In the interview, Klein asked Cowen for quick comments about a slew of issues. NATO, guaranteed income, the war on drugs. I can’t say that I disagreed with much of what he said. My objections were all tonal, because I, of course, am not a manly man — I’m too skeptical about the status quo, but also too optimistic about improving on it. Early on, Cowen quipped, “I feel we need to put up a big sign on this country that says, ‘We’re for immigrants who really want to work and create’.” I shuddered with irritation, because putting “work” and “create” in the same clause makes hash of both. I wonder why he did not simply say, “… who really want to compete.”
Later, there was an even more abrasive passage.
I do believe America is an exceptional nation and should think of itself as such. And this norm weakening is one of my great worries about this current time. If you ask what makes America exceptional, it’s the embedded mix of religiosity and the high status we’re willing to give to businessmen. Our belief that our way of life is best, which of course it isn’t, but we believe it, and that’s overall a good thing. And this Puritan notion that there are individual life projects and it’s your highest calling to pursue them. And we both live by this, even though neither of us is Protestant. And I think that combination is just fantastic, though dangerous too.

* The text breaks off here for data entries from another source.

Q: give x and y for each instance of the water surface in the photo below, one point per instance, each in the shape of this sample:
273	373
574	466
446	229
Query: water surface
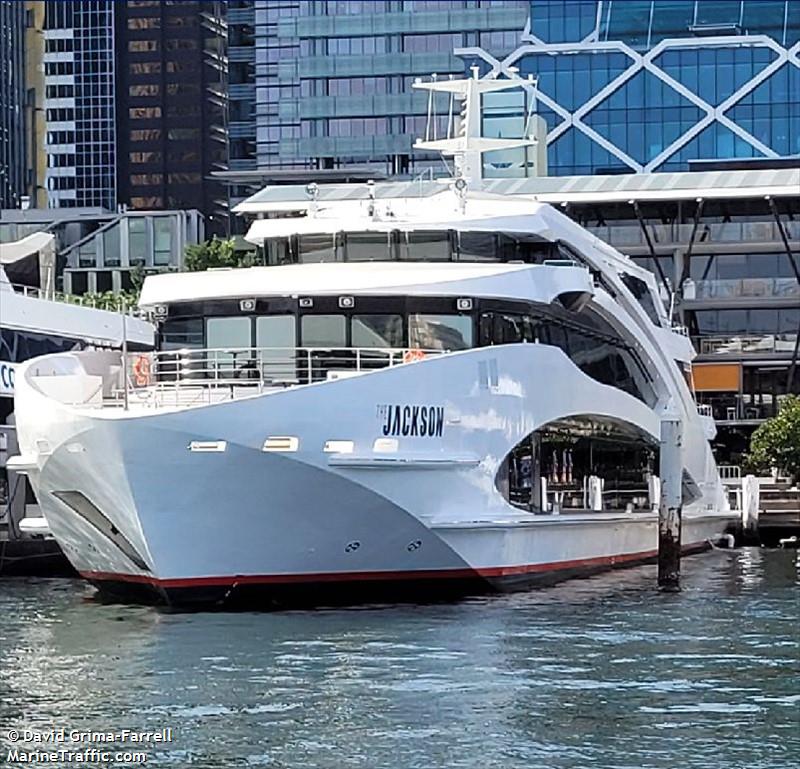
604	672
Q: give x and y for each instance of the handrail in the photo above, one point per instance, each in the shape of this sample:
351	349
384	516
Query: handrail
189	376
34	292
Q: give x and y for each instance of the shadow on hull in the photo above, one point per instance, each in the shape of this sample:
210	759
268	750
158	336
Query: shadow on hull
271	594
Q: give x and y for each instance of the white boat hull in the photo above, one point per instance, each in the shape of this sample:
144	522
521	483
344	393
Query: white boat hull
145	517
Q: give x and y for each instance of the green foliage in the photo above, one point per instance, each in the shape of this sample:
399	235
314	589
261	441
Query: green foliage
776	443
216	253
107	300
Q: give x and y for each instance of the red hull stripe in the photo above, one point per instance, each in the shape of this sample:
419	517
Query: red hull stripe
369	576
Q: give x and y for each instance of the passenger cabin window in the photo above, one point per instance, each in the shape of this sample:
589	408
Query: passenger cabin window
317	248
425	246
377	331
179	334
229	347
440	332
643	295
276	340
324	330
367	246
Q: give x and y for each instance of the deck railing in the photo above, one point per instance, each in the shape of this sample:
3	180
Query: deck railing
194	376
91	301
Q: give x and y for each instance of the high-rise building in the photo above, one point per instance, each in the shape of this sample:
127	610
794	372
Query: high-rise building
169	104
652	85
80	114
324	87
35	124
12	103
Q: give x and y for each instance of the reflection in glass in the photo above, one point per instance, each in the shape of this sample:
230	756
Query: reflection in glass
440	332
377	331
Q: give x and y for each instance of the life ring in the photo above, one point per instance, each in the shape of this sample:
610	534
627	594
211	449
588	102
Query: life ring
414	354
141	371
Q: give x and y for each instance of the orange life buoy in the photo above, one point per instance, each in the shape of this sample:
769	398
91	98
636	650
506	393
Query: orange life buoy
141	371
409	356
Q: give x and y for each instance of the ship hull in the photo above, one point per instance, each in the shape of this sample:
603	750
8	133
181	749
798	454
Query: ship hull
185	507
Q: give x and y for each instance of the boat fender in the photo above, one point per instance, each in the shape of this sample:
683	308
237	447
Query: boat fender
141	371
409	356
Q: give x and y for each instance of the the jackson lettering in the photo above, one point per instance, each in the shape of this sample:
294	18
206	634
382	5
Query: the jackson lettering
412	421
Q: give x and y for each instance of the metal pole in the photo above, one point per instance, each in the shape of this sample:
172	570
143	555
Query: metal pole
669	511
124	358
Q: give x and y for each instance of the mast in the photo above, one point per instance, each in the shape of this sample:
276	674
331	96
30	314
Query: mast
464	142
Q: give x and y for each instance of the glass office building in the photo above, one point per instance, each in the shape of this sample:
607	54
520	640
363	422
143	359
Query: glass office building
326	85
653	85
79	104
12	103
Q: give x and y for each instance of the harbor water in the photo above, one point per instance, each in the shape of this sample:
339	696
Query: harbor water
603	672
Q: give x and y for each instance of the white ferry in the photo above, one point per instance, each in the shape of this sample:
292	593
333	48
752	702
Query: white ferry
430	389
36	321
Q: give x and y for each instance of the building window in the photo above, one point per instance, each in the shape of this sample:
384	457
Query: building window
151	201
140	113
145	68
144	179
146	23
137	46
181	45
146	134
145	157
184	178
178	134
183	89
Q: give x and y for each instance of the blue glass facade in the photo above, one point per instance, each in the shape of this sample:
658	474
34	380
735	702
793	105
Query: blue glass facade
652	85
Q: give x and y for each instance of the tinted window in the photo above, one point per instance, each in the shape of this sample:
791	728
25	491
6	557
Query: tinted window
324	331
377	331
440	332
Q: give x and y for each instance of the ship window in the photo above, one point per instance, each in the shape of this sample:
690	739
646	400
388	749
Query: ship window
440	332
377	331
180	334
643	295
425	246
324	331
228	341
277	331
317	248
366	246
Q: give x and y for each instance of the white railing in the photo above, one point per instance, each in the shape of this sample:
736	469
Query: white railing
729	472
194	376
705	410
34	292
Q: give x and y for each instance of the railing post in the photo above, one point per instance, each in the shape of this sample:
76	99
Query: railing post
669	511
124	359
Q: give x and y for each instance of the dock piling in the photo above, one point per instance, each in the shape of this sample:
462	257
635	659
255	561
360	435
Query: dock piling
669	510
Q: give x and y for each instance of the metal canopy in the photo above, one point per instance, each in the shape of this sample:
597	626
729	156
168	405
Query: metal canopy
624	188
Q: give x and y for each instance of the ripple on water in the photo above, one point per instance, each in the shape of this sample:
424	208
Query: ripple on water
602	673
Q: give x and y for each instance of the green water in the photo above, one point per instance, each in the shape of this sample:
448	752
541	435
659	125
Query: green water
604	672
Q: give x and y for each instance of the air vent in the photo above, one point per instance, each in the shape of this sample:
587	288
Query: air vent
285	443
208	446
338	447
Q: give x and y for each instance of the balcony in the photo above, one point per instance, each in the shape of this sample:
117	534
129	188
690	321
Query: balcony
766	344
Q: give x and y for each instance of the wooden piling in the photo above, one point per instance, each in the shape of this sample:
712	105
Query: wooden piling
669	510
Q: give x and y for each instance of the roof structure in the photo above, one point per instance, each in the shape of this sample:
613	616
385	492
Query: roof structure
540	283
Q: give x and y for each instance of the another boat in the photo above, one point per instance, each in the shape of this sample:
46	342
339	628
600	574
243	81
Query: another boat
36	321
432	390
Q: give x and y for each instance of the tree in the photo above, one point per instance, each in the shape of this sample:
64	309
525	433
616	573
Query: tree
776	443
215	253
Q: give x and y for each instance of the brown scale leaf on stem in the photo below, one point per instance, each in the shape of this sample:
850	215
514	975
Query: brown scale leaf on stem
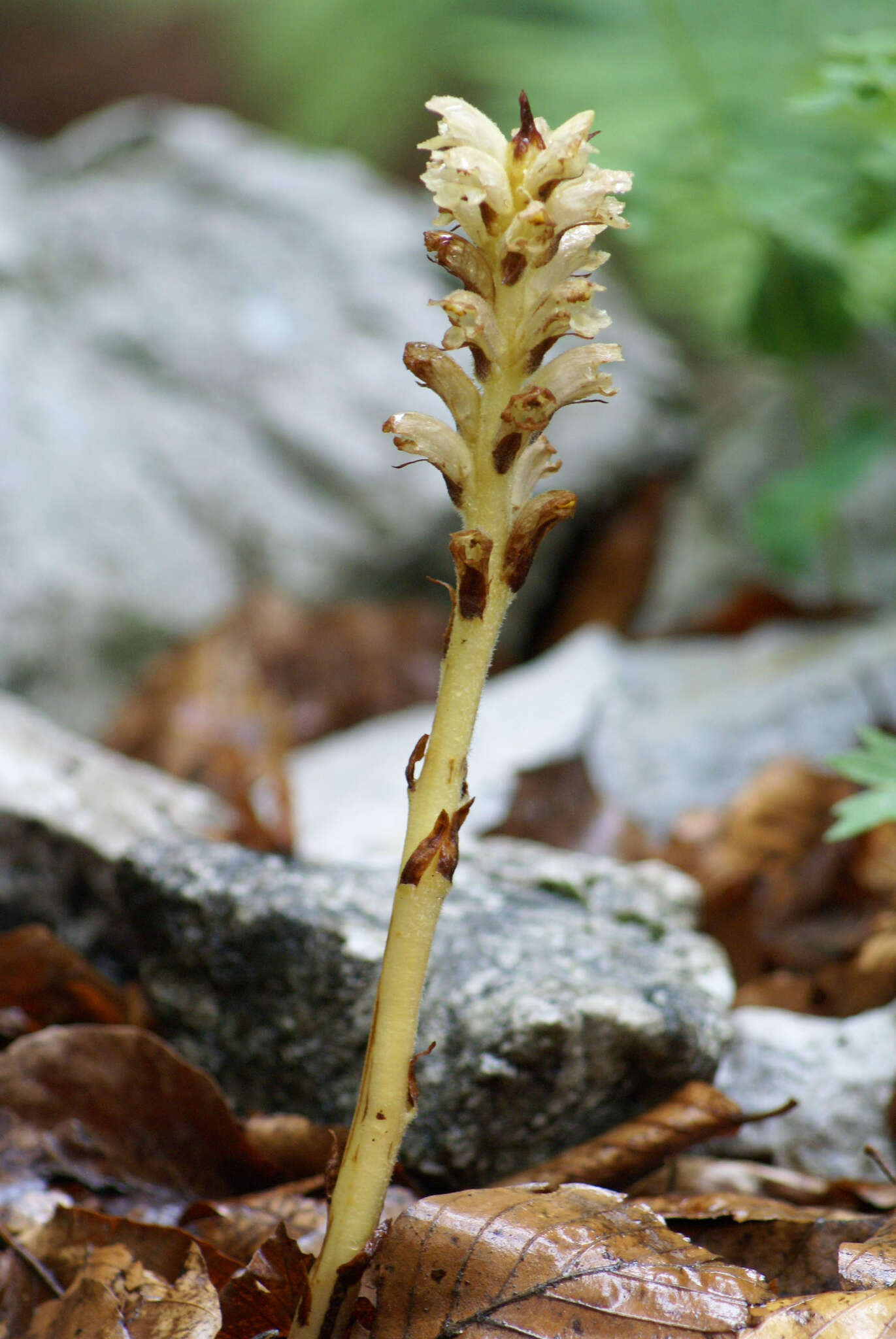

At two points, Cowen undercuts himself, first when he says that our way of life isn’t the best, and then when he finds the “combination” — of what, I’m not exactly sure — dangerous. What does he really mean? That it’s a good thing to believe in an illusion — if the illusion is the particular one that we believe in? But what dispirits me far more is Cowen’s explicit belief that religiosity and businessmen are what make America exceptional. I wonder how many women, especially educated women, would agree. How many women would jump out of bed every morning with enthusiasm for prioritizing catechism and the cash register?
My own view is that America is exceptional because there used to be so much room in its thinly-populated wilderness for anti-social European misfits. I believe that American exceptionalism is a disorder from which the nation is far from recovering.
Thinking very hard, for various reasons, about feminism, I more and more want to bury the term in scare quotes and declare that we simply don’t know what it refers to. It seems more profitable to consider what feminism isn’t, what its constellation of ideas does not include. The first thing that comes to mind is competition.
In other entries, I’ve argued that pure capitalism is very important to a healthy economic life, but only in small doses and special cases. There is a vital interlacing between capitalism and innovation that keeps the economic edge sharp. But only the edge. Mature businesses do not thrive in capitalist excitement. That’s why I argue for more not-for-profit business organizations. Please tell me what is competitive, in a good way, about the supply of electric power. You can’t. The competition — the innovation, funded by capitalist speculation — was settled long ago, while Thomas Edison was still alive. Quick readers will note that I have folded “competition” into the captialist-innovation matrix. And that is indeed where I think it belongs.
The worst thing about prioritizing competition is the laziness that it encourages. I’m not being paradoxical. Competition, with its markers and its metrics, reduces the complications of personal performance to a few standard measurements. Did the tenor hit the high notes? That’s a much easier criterion to agree on than the far more important issue of a singer’s musicality. But the high notes are exceptional; most of the time, the singer is concerned not with freakish display but with tying ordinary notes together either tightly or loosely, as taste dictates. Similarly, there is nothing in genuine scholastic achievement that can be measured. Testing creates a wholly bogus region of accomplishment. Judgments of academic excellence are subject to dispute, a necessary inconvenience. Examinations sidestep the problem, but to no truly constructive purpose.
And as to commerce, it is no longer doubtable that the objective of every successful business is to narrow the field of competition to the vanishing point.
The humanist objection to the excessive emphasis on competition is that most people are insulted by it. Most people are not competitors. Most people are, by definition, close to mediocre. Most people need some kind of help from other people. Most of all, they need respect for their ordinariness. I can see that Tyler Cowen wants an America that, like Lake Wobegon, is above-average.
What this exercise teaches me is that feminism is not so much about allowing women to compete and excel as it is about creating a thriving society of dignified individuals.